Can anyone advise me on how to change from being a resident in Spain to being a non resident? We have lived here in Spain for about 10 years and are residents, with a Spainsh driving licence. Over the last three years we have probably spent more time away than here, and we are thinking of going away travelling in a motorhome for quite a while and will put our flat up for a long term rental. Are there any pros or cons to changing our residency status? Do we have to own property in the Uk to become UK residents once more or can we use our parents' address for example, as we would be staying with them when in the Uk and not travelling. If you cease being a Spanish resident, can we then swap our Spanish licence for a UK one again? How would we fair on healthcare if we are no longer Spanish residents? Is there a EU healthcare card you can get? 
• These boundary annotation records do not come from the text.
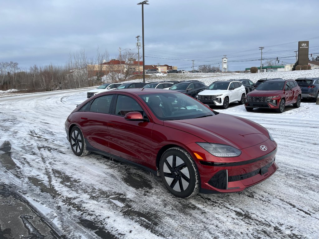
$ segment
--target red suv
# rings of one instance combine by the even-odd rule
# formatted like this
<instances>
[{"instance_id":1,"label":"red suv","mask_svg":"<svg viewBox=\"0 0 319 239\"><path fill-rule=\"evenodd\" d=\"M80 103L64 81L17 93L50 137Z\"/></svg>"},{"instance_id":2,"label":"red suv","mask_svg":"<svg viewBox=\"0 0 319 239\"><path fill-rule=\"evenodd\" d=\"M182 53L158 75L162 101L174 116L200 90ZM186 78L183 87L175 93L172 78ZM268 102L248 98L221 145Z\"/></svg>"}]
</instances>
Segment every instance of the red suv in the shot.
<instances>
[{"instance_id":1,"label":"red suv","mask_svg":"<svg viewBox=\"0 0 319 239\"><path fill-rule=\"evenodd\" d=\"M65 126L76 155L95 152L140 166L181 198L242 191L278 168L277 144L265 128L173 91L101 93L78 105Z\"/></svg>"},{"instance_id":2,"label":"red suv","mask_svg":"<svg viewBox=\"0 0 319 239\"><path fill-rule=\"evenodd\" d=\"M286 105L299 107L301 101L301 90L295 81L276 79L264 81L247 94L245 106L248 111L263 108L282 113Z\"/></svg>"}]
</instances>

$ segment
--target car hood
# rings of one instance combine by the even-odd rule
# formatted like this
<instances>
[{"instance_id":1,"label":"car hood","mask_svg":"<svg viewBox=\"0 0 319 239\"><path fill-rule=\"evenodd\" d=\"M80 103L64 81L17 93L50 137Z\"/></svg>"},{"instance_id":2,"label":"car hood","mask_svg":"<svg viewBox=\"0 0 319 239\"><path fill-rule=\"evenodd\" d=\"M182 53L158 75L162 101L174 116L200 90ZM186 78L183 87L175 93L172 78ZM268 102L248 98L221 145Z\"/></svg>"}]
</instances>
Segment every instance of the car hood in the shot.
<instances>
[{"instance_id":1,"label":"car hood","mask_svg":"<svg viewBox=\"0 0 319 239\"><path fill-rule=\"evenodd\" d=\"M200 95L222 95L228 91L228 90L205 90L198 93Z\"/></svg>"},{"instance_id":2,"label":"car hood","mask_svg":"<svg viewBox=\"0 0 319 239\"><path fill-rule=\"evenodd\" d=\"M182 93L186 93L187 91L186 90L173 90L181 92Z\"/></svg>"},{"instance_id":3,"label":"car hood","mask_svg":"<svg viewBox=\"0 0 319 239\"><path fill-rule=\"evenodd\" d=\"M248 94L247 96L276 96L280 94L282 94L282 91L250 91Z\"/></svg>"},{"instance_id":4,"label":"car hood","mask_svg":"<svg viewBox=\"0 0 319 239\"><path fill-rule=\"evenodd\" d=\"M252 121L219 113L203 118L164 120L166 126L188 133L210 143L230 145L241 149L269 139L264 128Z\"/></svg>"}]
</instances>

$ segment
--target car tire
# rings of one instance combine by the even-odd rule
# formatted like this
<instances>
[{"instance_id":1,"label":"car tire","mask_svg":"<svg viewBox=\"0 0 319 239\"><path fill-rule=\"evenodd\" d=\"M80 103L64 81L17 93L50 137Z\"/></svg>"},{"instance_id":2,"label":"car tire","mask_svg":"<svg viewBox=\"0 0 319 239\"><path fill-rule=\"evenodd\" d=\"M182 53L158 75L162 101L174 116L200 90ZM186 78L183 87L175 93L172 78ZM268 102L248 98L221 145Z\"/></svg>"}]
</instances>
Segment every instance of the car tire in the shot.
<instances>
[{"instance_id":1,"label":"car tire","mask_svg":"<svg viewBox=\"0 0 319 239\"><path fill-rule=\"evenodd\" d=\"M174 196L185 198L198 193L199 179L196 167L185 149L175 147L165 151L160 162L160 173L164 185Z\"/></svg>"},{"instance_id":2,"label":"car tire","mask_svg":"<svg viewBox=\"0 0 319 239\"><path fill-rule=\"evenodd\" d=\"M90 152L86 150L86 144L82 131L77 126L74 126L70 134L70 144L73 153L78 156L84 156Z\"/></svg>"},{"instance_id":3,"label":"car tire","mask_svg":"<svg viewBox=\"0 0 319 239\"><path fill-rule=\"evenodd\" d=\"M282 99L279 102L279 105L278 109L276 109L276 112L277 113L282 113L285 110L285 106L286 102L284 99Z\"/></svg>"},{"instance_id":4,"label":"car tire","mask_svg":"<svg viewBox=\"0 0 319 239\"><path fill-rule=\"evenodd\" d=\"M243 105L245 104L244 94L243 94L241 95L241 98L240 100L238 101L238 104L240 105Z\"/></svg>"},{"instance_id":5,"label":"car tire","mask_svg":"<svg viewBox=\"0 0 319 239\"><path fill-rule=\"evenodd\" d=\"M297 101L293 105L295 108L299 108L300 106L300 102L301 102L301 96L300 95L297 97Z\"/></svg>"},{"instance_id":6,"label":"car tire","mask_svg":"<svg viewBox=\"0 0 319 239\"><path fill-rule=\"evenodd\" d=\"M225 97L223 102L223 108L226 109L229 106L229 99L227 97Z\"/></svg>"}]
</instances>

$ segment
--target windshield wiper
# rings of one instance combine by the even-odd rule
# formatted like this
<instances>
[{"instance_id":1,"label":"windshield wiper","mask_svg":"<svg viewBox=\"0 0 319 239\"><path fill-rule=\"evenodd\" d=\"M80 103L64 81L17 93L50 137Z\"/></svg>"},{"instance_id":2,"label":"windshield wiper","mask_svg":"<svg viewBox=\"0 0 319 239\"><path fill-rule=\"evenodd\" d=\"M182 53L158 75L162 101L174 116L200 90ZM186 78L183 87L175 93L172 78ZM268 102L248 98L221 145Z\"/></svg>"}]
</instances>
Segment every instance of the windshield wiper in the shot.
<instances>
[{"instance_id":1,"label":"windshield wiper","mask_svg":"<svg viewBox=\"0 0 319 239\"><path fill-rule=\"evenodd\" d=\"M208 115L203 115L202 116L199 116L199 117L197 117L195 118L195 119L198 119L198 118L204 118L204 117L208 117L208 116L212 116L213 115L212 114L209 114Z\"/></svg>"}]
</instances>

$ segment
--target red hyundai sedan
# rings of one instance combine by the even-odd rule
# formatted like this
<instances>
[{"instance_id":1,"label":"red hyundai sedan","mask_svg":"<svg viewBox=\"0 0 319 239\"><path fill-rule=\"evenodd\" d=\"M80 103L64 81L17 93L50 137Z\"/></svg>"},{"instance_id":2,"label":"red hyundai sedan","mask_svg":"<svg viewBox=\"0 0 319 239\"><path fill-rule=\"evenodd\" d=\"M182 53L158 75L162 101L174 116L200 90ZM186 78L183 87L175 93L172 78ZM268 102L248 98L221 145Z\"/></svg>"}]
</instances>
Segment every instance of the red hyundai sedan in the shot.
<instances>
[{"instance_id":1,"label":"red hyundai sedan","mask_svg":"<svg viewBox=\"0 0 319 239\"><path fill-rule=\"evenodd\" d=\"M78 105L65 127L76 155L94 152L146 169L181 198L242 191L278 168L267 129L176 91L101 93Z\"/></svg>"}]
</instances>

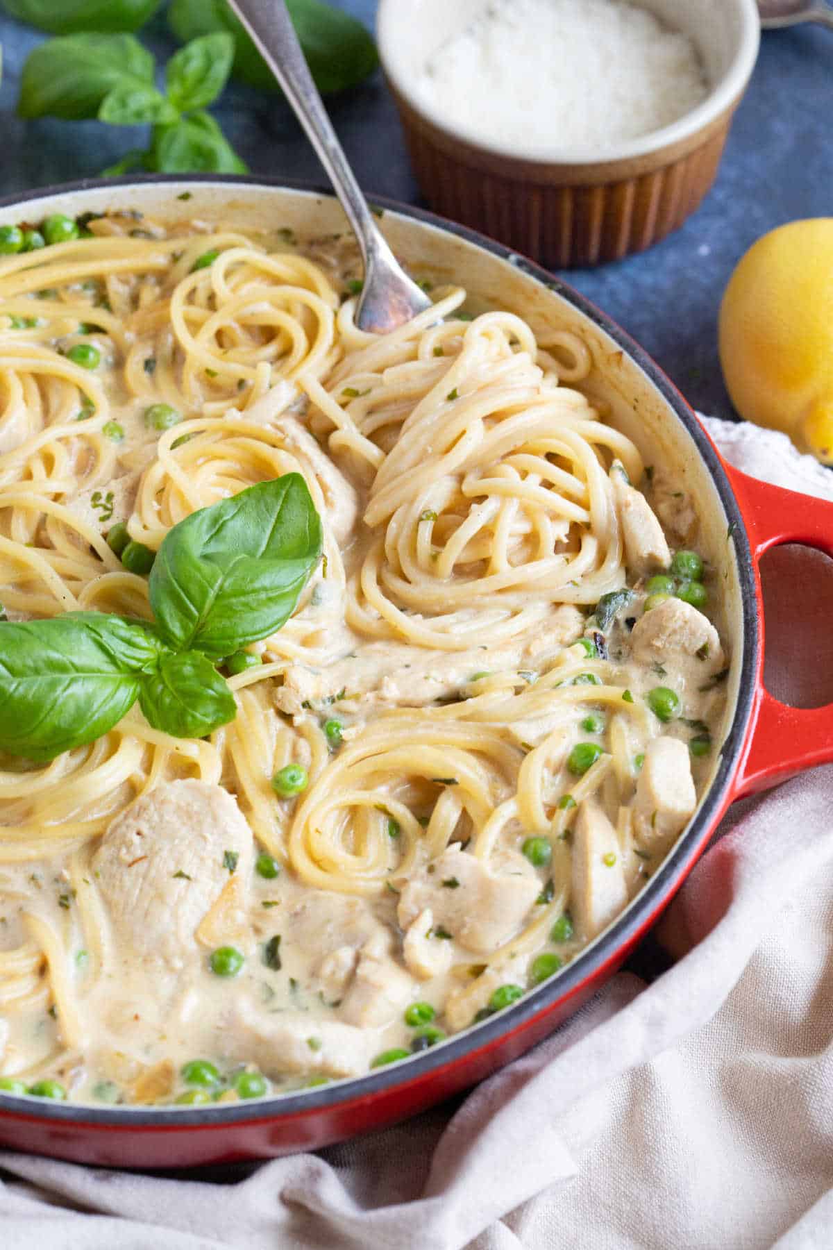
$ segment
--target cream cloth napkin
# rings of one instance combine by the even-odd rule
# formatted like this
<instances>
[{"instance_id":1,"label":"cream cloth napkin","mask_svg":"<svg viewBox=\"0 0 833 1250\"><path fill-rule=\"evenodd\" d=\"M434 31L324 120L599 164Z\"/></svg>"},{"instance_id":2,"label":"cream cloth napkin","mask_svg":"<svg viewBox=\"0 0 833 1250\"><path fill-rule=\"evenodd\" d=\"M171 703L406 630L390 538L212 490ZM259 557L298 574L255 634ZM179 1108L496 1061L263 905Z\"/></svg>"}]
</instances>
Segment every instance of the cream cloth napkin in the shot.
<instances>
[{"instance_id":1,"label":"cream cloth napkin","mask_svg":"<svg viewBox=\"0 0 833 1250\"><path fill-rule=\"evenodd\" d=\"M833 498L783 435L708 426L742 468ZM824 692L832 581L778 554L771 689L806 674ZM236 1184L0 1155L0 1246L829 1250L833 768L736 805L721 832L663 921L674 966L648 986L619 974L458 1109Z\"/></svg>"}]
</instances>

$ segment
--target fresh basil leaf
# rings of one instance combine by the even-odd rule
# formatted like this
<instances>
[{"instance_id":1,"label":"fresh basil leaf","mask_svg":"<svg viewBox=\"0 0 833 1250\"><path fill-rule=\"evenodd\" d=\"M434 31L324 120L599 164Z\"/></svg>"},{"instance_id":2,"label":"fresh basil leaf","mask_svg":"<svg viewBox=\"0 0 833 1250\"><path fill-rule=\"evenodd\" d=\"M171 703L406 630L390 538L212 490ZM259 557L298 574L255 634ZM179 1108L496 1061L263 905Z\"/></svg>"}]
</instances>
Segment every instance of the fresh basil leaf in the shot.
<instances>
[{"instance_id":1,"label":"fresh basil leaf","mask_svg":"<svg viewBox=\"0 0 833 1250\"><path fill-rule=\"evenodd\" d=\"M237 714L235 696L199 651L167 651L142 679L139 706L145 719L174 738L205 738Z\"/></svg>"},{"instance_id":2,"label":"fresh basil leaf","mask_svg":"<svg viewBox=\"0 0 833 1250\"><path fill-rule=\"evenodd\" d=\"M114 88L154 85L154 58L132 35L67 35L39 44L20 81L21 118L96 118Z\"/></svg>"},{"instance_id":3,"label":"fresh basil leaf","mask_svg":"<svg viewBox=\"0 0 833 1250\"><path fill-rule=\"evenodd\" d=\"M356 18L321 0L286 0L286 8L320 91L343 91L373 72L376 44ZM260 55L257 60L264 64Z\"/></svg>"},{"instance_id":4,"label":"fresh basil leaf","mask_svg":"<svg viewBox=\"0 0 833 1250\"><path fill-rule=\"evenodd\" d=\"M49 35L134 31L154 16L161 0L2 0L11 18Z\"/></svg>"},{"instance_id":5,"label":"fresh basil leaf","mask_svg":"<svg viewBox=\"0 0 833 1250\"><path fill-rule=\"evenodd\" d=\"M99 121L111 126L170 125L179 118L179 110L152 84L121 82L105 95L99 109Z\"/></svg>"},{"instance_id":6,"label":"fresh basil leaf","mask_svg":"<svg viewBox=\"0 0 833 1250\"><path fill-rule=\"evenodd\" d=\"M150 166L160 174L247 172L247 166L209 112L192 112L175 126L157 126Z\"/></svg>"},{"instance_id":7,"label":"fresh basil leaf","mask_svg":"<svg viewBox=\"0 0 833 1250\"><path fill-rule=\"evenodd\" d=\"M165 536L150 575L162 638L216 658L269 638L297 604L321 542L297 472L192 512Z\"/></svg>"},{"instance_id":8,"label":"fresh basil leaf","mask_svg":"<svg viewBox=\"0 0 833 1250\"><path fill-rule=\"evenodd\" d=\"M205 109L226 85L234 56L235 41L224 31L202 35L180 48L165 71L171 104L181 112Z\"/></svg>"},{"instance_id":9,"label":"fresh basil leaf","mask_svg":"<svg viewBox=\"0 0 833 1250\"><path fill-rule=\"evenodd\" d=\"M320 91L342 91L373 72L378 55L366 28L321 0L286 0L310 72ZM235 39L235 75L250 86L280 91L272 71L225 0L174 0L167 21L179 40L225 30Z\"/></svg>"},{"instance_id":10,"label":"fresh basil leaf","mask_svg":"<svg viewBox=\"0 0 833 1250\"><path fill-rule=\"evenodd\" d=\"M104 612L0 624L0 749L45 762L121 720L162 646Z\"/></svg>"}]
</instances>

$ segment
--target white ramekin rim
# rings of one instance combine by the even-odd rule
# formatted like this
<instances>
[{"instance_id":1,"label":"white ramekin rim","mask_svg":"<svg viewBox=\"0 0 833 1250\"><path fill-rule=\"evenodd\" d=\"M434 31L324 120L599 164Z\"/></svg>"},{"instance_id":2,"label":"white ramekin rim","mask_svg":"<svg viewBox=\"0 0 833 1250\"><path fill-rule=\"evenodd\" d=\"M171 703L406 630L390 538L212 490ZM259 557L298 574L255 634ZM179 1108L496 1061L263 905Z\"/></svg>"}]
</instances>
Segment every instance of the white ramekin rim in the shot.
<instances>
[{"instance_id":1,"label":"white ramekin rim","mask_svg":"<svg viewBox=\"0 0 833 1250\"><path fill-rule=\"evenodd\" d=\"M465 125L450 124L447 116L440 114L438 110L435 110L415 94L412 85L400 72L398 59L393 46L396 38L393 30L397 21L407 18L407 0L378 0L376 39L382 69L396 92L405 99L416 114L425 118L432 126L450 135L452 139L466 144L468 148L478 149L482 152L525 165L597 166L647 156L684 142L698 131L706 130L727 109L737 104L752 78L752 71L758 58L761 19L757 0L724 0L724 2L732 4L741 18L741 38L734 59L719 82L717 82L701 104L689 112L683 114L682 118L678 118L671 125L663 126L661 130L652 130L651 134L642 135L626 144L618 144L602 150L553 148L552 151L542 155L540 150L525 150L520 145L505 148L500 144L485 144L482 135L477 131Z\"/></svg>"}]
</instances>

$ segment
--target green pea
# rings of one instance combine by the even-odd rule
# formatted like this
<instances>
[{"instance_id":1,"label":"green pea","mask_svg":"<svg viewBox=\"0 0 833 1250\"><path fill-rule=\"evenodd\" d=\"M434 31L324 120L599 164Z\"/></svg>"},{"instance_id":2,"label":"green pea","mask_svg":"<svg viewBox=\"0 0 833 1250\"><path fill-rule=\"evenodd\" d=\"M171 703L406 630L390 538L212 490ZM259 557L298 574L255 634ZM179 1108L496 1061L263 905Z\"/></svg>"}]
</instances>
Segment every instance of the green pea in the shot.
<instances>
[{"instance_id":1,"label":"green pea","mask_svg":"<svg viewBox=\"0 0 833 1250\"><path fill-rule=\"evenodd\" d=\"M0 1076L0 1090L6 1094L25 1094L26 1082L15 1080L14 1076Z\"/></svg>"},{"instance_id":2,"label":"green pea","mask_svg":"<svg viewBox=\"0 0 833 1250\"><path fill-rule=\"evenodd\" d=\"M215 976L236 976L245 959L236 946L217 946L211 951L209 964Z\"/></svg>"},{"instance_id":3,"label":"green pea","mask_svg":"<svg viewBox=\"0 0 833 1250\"><path fill-rule=\"evenodd\" d=\"M702 581L683 581L677 591L677 599L692 608L706 608L708 602L708 590Z\"/></svg>"},{"instance_id":4,"label":"green pea","mask_svg":"<svg viewBox=\"0 0 833 1250\"><path fill-rule=\"evenodd\" d=\"M508 1008L512 1002L517 1002L522 998L523 990L520 985L498 985L488 1000L488 1006L491 1011L502 1011L503 1008Z\"/></svg>"},{"instance_id":5,"label":"green pea","mask_svg":"<svg viewBox=\"0 0 833 1250\"><path fill-rule=\"evenodd\" d=\"M603 755L598 742L576 742L567 756L567 769L574 778L583 778L584 772L596 764L599 755Z\"/></svg>"},{"instance_id":6,"label":"green pea","mask_svg":"<svg viewBox=\"0 0 833 1250\"><path fill-rule=\"evenodd\" d=\"M255 871L267 881L274 881L280 875L281 865L269 851L261 851L255 860Z\"/></svg>"},{"instance_id":7,"label":"green pea","mask_svg":"<svg viewBox=\"0 0 833 1250\"><path fill-rule=\"evenodd\" d=\"M116 521L116 524L107 530L107 546L114 555L121 555L129 542L130 534L127 532L127 526L124 521Z\"/></svg>"},{"instance_id":8,"label":"green pea","mask_svg":"<svg viewBox=\"0 0 833 1250\"><path fill-rule=\"evenodd\" d=\"M697 551L677 551L671 561L671 568L686 581L703 580L703 561Z\"/></svg>"},{"instance_id":9,"label":"green pea","mask_svg":"<svg viewBox=\"0 0 833 1250\"><path fill-rule=\"evenodd\" d=\"M427 1050L428 1046L436 1046L438 1041L445 1040L446 1035L442 1029L435 1029L432 1024L428 1024L425 1029L420 1029L415 1032L411 1041L411 1050L413 1054L417 1054L420 1050Z\"/></svg>"},{"instance_id":10,"label":"green pea","mask_svg":"<svg viewBox=\"0 0 833 1250\"><path fill-rule=\"evenodd\" d=\"M210 1102L211 1094L207 1090L186 1090L174 1101L179 1106L194 1106L195 1104Z\"/></svg>"},{"instance_id":11,"label":"green pea","mask_svg":"<svg viewBox=\"0 0 833 1250\"><path fill-rule=\"evenodd\" d=\"M246 672L249 669L260 669L262 662L260 655L252 655L251 651L235 651L225 665L232 678L236 678L239 672Z\"/></svg>"},{"instance_id":12,"label":"green pea","mask_svg":"<svg viewBox=\"0 0 833 1250\"><path fill-rule=\"evenodd\" d=\"M673 578L669 578L667 572L659 572L656 578L648 578L644 589L649 595L673 595L674 585Z\"/></svg>"},{"instance_id":13,"label":"green pea","mask_svg":"<svg viewBox=\"0 0 833 1250\"><path fill-rule=\"evenodd\" d=\"M81 369L97 369L101 364L101 352L94 342L76 342L65 355L67 360Z\"/></svg>"},{"instance_id":14,"label":"green pea","mask_svg":"<svg viewBox=\"0 0 833 1250\"><path fill-rule=\"evenodd\" d=\"M535 868L543 868L552 859L548 838L527 838L521 850Z\"/></svg>"},{"instance_id":15,"label":"green pea","mask_svg":"<svg viewBox=\"0 0 833 1250\"><path fill-rule=\"evenodd\" d=\"M97 1081L92 1086L92 1098L99 1102L117 1102L120 1098L119 1086L115 1081Z\"/></svg>"},{"instance_id":16,"label":"green pea","mask_svg":"<svg viewBox=\"0 0 833 1250\"><path fill-rule=\"evenodd\" d=\"M431 1024L435 1015L436 1011L430 1002L412 1002L405 1011L405 1022L408 1028L416 1029L421 1024Z\"/></svg>"},{"instance_id":17,"label":"green pea","mask_svg":"<svg viewBox=\"0 0 833 1250\"><path fill-rule=\"evenodd\" d=\"M648 691L647 701L654 716L666 725L679 715L679 699L668 686L654 686Z\"/></svg>"},{"instance_id":18,"label":"green pea","mask_svg":"<svg viewBox=\"0 0 833 1250\"><path fill-rule=\"evenodd\" d=\"M269 1081L262 1072L239 1072L235 1076L237 1098L262 1098L269 1092Z\"/></svg>"},{"instance_id":19,"label":"green pea","mask_svg":"<svg viewBox=\"0 0 833 1250\"><path fill-rule=\"evenodd\" d=\"M310 776L302 764L286 764L272 778L272 790L282 799L290 799L306 790L308 781Z\"/></svg>"},{"instance_id":20,"label":"green pea","mask_svg":"<svg viewBox=\"0 0 833 1250\"><path fill-rule=\"evenodd\" d=\"M145 409L145 425L149 430L159 430L160 432L170 430L181 420L182 414L177 412L170 404L151 404L150 408Z\"/></svg>"},{"instance_id":21,"label":"green pea","mask_svg":"<svg viewBox=\"0 0 833 1250\"><path fill-rule=\"evenodd\" d=\"M371 1068L385 1068L386 1064L398 1064L400 1059L407 1059L408 1051L402 1050L401 1046L393 1046L392 1050L383 1050L381 1055L370 1065Z\"/></svg>"},{"instance_id":22,"label":"green pea","mask_svg":"<svg viewBox=\"0 0 833 1250\"><path fill-rule=\"evenodd\" d=\"M550 930L551 941L569 941L573 935L573 922L569 918L569 912L564 911L558 916L555 925Z\"/></svg>"},{"instance_id":23,"label":"green pea","mask_svg":"<svg viewBox=\"0 0 833 1250\"><path fill-rule=\"evenodd\" d=\"M26 1092L31 1094L34 1098L51 1098L57 1102L62 1102L66 1099L66 1090L60 1081L35 1081L34 1085L29 1086Z\"/></svg>"},{"instance_id":24,"label":"green pea","mask_svg":"<svg viewBox=\"0 0 833 1250\"><path fill-rule=\"evenodd\" d=\"M673 599L673 595L667 595L664 591L656 595L648 595L644 601L644 610L651 612L654 608L658 608L659 604L664 604L667 599Z\"/></svg>"},{"instance_id":25,"label":"green pea","mask_svg":"<svg viewBox=\"0 0 833 1250\"><path fill-rule=\"evenodd\" d=\"M204 251L202 255L197 256L197 259L194 261L194 265L191 266L191 272L194 272L196 269L209 269L210 265L214 265L219 255L220 252L217 251L216 248L212 248L210 251Z\"/></svg>"},{"instance_id":26,"label":"green pea","mask_svg":"<svg viewBox=\"0 0 833 1250\"><path fill-rule=\"evenodd\" d=\"M530 969L530 978L532 979L532 984L540 985L541 981L550 980L550 978L555 976L555 974L562 966L563 966L563 960L561 960L558 955L553 955L550 951L545 955L538 955L537 959L532 960L532 968Z\"/></svg>"},{"instance_id":27,"label":"green pea","mask_svg":"<svg viewBox=\"0 0 833 1250\"><path fill-rule=\"evenodd\" d=\"M186 1085L211 1088L220 1084L220 1072L207 1059L191 1059L182 1066L182 1080Z\"/></svg>"},{"instance_id":28,"label":"green pea","mask_svg":"<svg viewBox=\"0 0 833 1250\"><path fill-rule=\"evenodd\" d=\"M42 226L44 239L49 244L54 242L69 242L71 239L77 239L79 228L72 218L64 216L62 212L52 212L50 218L46 218Z\"/></svg>"},{"instance_id":29,"label":"green pea","mask_svg":"<svg viewBox=\"0 0 833 1250\"><path fill-rule=\"evenodd\" d=\"M24 232L20 226L0 226L0 255L11 256L22 251Z\"/></svg>"},{"instance_id":30,"label":"green pea","mask_svg":"<svg viewBox=\"0 0 833 1250\"><path fill-rule=\"evenodd\" d=\"M154 568L156 552L146 548L144 542L135 542L132 539L121 552L121 562L127 572L137 572L140 578L146 578Z\"/></svg>"}]
</instances>

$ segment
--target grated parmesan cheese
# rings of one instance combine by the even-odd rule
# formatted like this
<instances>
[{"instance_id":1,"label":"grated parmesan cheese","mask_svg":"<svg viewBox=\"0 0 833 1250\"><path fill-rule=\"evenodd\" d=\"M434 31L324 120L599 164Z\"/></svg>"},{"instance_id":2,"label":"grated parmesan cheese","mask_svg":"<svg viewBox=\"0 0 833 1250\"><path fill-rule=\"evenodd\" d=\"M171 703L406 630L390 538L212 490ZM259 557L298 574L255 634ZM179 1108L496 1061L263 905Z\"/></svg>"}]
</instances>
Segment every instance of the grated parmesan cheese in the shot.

Any help much appreciated,
steffers53


----------



## caromac (Nov 16, 2008)

steffers53 said:


> Can anyone advise me on how to change from being a resident in Spain to being a non resident? We have lived here in Spain for about 10 years and are residents, with a Spainsh driving licence. Over the last three years we have probably spent more time away than here, and we are thinking of going away travelling in a motorhome for quite a while and will put our flat up for a long term rental. Are there any pros or cons to changing our residency status? Do we have to own property in the Uk to become UK residents once more or can we use our parents' address for example, as we would be staying with them when in the Uk and not travelling. If you cease being a Spanish resident, can we then swap our Spanish licence for a UK one again? How would we fair on healthcare if we are no longer Spanish residents? Is there a EU healthcare card you can get?
> 
> Any help much appreciated,
> steffers53


Hi I noticed that you have not had a response to this and wondered if you have found out info from any other sources. We may be compelled to 'go back' but wish to keep our home in Spain as non residents. We may do similar to you and have found a lot of info out from government websites just wondered if you have come across any specific pitfalls that we should watch out for. Thanks


----------



## kaz101 (Nov 29, 2007)

I don't know whether you would be better off asking this in a general forum since most people in this forum are trying to move into Spain and not out of it


----------